Danach hätten im vorliegenden Fall die beantragten Umschreibungen nicht vorgenommen werden dürfen. Zweifel an einem wirksamen Übergang der Anmeldungen ergeben sich bereits aus dem Wortlaut von Nr. 8 des Kaufvertrags vom 1. November 2002, wonach die Schutzrechte - nach Rückführung der Darlehensvaluta um … EUR - "zu übertragen" sind. Es liegt nahe, diese Klausel dahingehend zu interpretieren, dass der Kaufvertrag nicht auch die (aufschiebend bedingte) Übertragung der Schutzrechte beinhaltet, sondern dass die Übertragung durch selbständige Rechtsgeschäfte erfolgen sollte. Ein solches Übertragungsgeschäft hat aber unzweifelhaft nicht stattgefunden. Selbst wenn man in dem Kaufvertrag zugleich die aufschiebend bedingte Übertragung der Schutzrechte sehen wollte, kann nicht ohne weiteres davon ausgegangen werden, dass die Bedingung für den Rechtsübergang eingetreten ist. Der Antragsteller bestreitet zwar nicht die Überweisung von insgesamt… EUR. Er behauptet jedoch, diese Summe sei für den Erwerb eines Grundstücks gezahlt worden und habe ihm nicht zur freien Verfügung gestanden. Die Antragsgegnerin hat sich zu dieser Behauptung nicht näher geäußert. Somit bestehen Widersprüche im beiderseitigen Vortrag, die sich im Rahmen des Umschreibungsverfahrens - auch in der Beschwerdeinstanz - nicht aufklären lassen.

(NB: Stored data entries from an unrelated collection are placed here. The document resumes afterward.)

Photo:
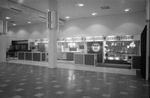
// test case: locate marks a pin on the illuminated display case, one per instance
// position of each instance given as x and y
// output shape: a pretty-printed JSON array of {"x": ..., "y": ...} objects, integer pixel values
[{"x": 121, "y": 51}]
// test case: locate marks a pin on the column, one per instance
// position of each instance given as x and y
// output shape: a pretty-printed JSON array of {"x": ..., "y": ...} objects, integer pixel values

3. Es erscheint gerechtfertigt, die Beschwerdegebühr gemäß § 80 Abs. 3 PatG an den Antragsteller zurückzuzahlen, weil dieser durch erhebliche Verfahrensfehler des DPMA gezwungen war, seine Rechte im Wege der Beschwerde zu verfolgen. Zum einen hätte die Umschreibstelle den Antragsteller als damals eingetragenen Inhaber vor dem Vollzug der Umschreibungen in jedem Fall hören müssen (gemäß Nr. 1.1.1.1. und Nr. 1.1.1.2. der Umschreibungsrichtlinien darf eine Umschreibung nur vorgenommen werden, wenn entweder der eingetragene Inhaber sie beantragt oder ihr - bei Beantragung durch den Rechtsnachfolger - zustimmt). Zum anderen hätte die Umschreibstelle den Antrag auf Rückgängigmachung der Umschreibungen nicht ohne weiteres zurückweisen dürfen, ohne sich mit dem Vortrag des Antragstellers, insbesondere mit der von diesem erhobenen Rüge der Gehörsverletzung, auseinander zu setzen.